01:57:47.120 | That is a more of an existential threat.
01:57:49.640 | Putting an intelligence thing on top of it
01:57:52.160 | actually seems to make it less existential to me.
01:57:54.200 | It's like, it limits its power.
01:57:56.600 | It limits where it can go.
01:57:57.680 | It limits the number of things it can do in many ways.
01:57:59.760 | A bacteria is something you can't even see.
01:58:02.480 | So that's only one of those problems.
01:58:04.200 | - Yes, exactly.
01:58:05.040 | So the other one, just in your intuition about intelligence,
01:58:09.520 | when you think about the intelligence of us humans,
01:58:12.440 | do you think of that as something,
01:58:14.960 | if you look at intelligence on a spectrum
01:58:16.920 | from zero to us humans,
01:58:18.880 | do you think you can scale that
01:58:21.000 | to something far superior?
01:58:22.840 | - Yeah. - All the mechanisms
01:58:23.840 | we've been talking about.
01:58:24.680 | - I wanna make another point here, Lex, before I get there.
01:58:26.760 | - Sure.
01:58:28.320 | - Intelligence is the neocortex.
01:58:30.880 | It is not the entire brain.
01:58:32.340 | The goal is not to make a human.
01:58:36.160 | The goal is not to make an emotional system.
01:58:38.360 | The goal is not to make a system
01:58:39.520 | that wants to have sex and reproduce.
01:58:41.400 | Why would I build that?
01:58:42.840 | If I wanna have a system that wants to reproduce
01:58:44.520 | and have sex, make bacteria, make computer viruses.
01:58:47.240 | Those are bad things, don't do that.
01:58:49.760 | Those are really bad, don't do those things.
01:58:52.340 | Regulate those.
01:58:53.520 | But if I just say I wanna have an intelligence system,
01:58:56.080 | why does it have to have any of the human-like emotions?
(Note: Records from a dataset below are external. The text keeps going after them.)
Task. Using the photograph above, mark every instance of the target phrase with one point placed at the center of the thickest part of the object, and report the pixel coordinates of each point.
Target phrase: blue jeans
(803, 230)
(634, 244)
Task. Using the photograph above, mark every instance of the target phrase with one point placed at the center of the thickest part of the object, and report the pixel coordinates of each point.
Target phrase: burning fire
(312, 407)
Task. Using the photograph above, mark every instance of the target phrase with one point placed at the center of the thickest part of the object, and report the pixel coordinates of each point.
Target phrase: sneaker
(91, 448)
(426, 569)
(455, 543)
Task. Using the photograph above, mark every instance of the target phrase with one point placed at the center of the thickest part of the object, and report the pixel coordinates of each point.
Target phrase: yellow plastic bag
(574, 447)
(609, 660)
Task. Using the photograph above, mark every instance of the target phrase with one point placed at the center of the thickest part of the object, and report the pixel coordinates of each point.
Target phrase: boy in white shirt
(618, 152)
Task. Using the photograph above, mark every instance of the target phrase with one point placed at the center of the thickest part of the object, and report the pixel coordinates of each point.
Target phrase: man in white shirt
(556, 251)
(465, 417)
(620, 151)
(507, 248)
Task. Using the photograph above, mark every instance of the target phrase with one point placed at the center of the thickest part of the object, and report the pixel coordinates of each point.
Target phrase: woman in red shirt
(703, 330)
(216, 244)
01:58:58.520 | Why does it even care if it lives?
01:59:00.380 | Why does it even care if it has food?
01:59:02.520 | It doesn't care about those things.
01:59:03.800 | It's just in a trance thinking about mathematics
01:59:07.620 | or it's out there just trying to build
01:59:09.080 | the space fort on Mars.
01:59:12.260 | That's a choice we make.
01:59:15.280 | Don't make human-like things.
01:59:17.120 | Don't make replicating things.
01:59:18.440 | Don't make things that have emotions.
01:59:19.800 | Just stick to the neocortex.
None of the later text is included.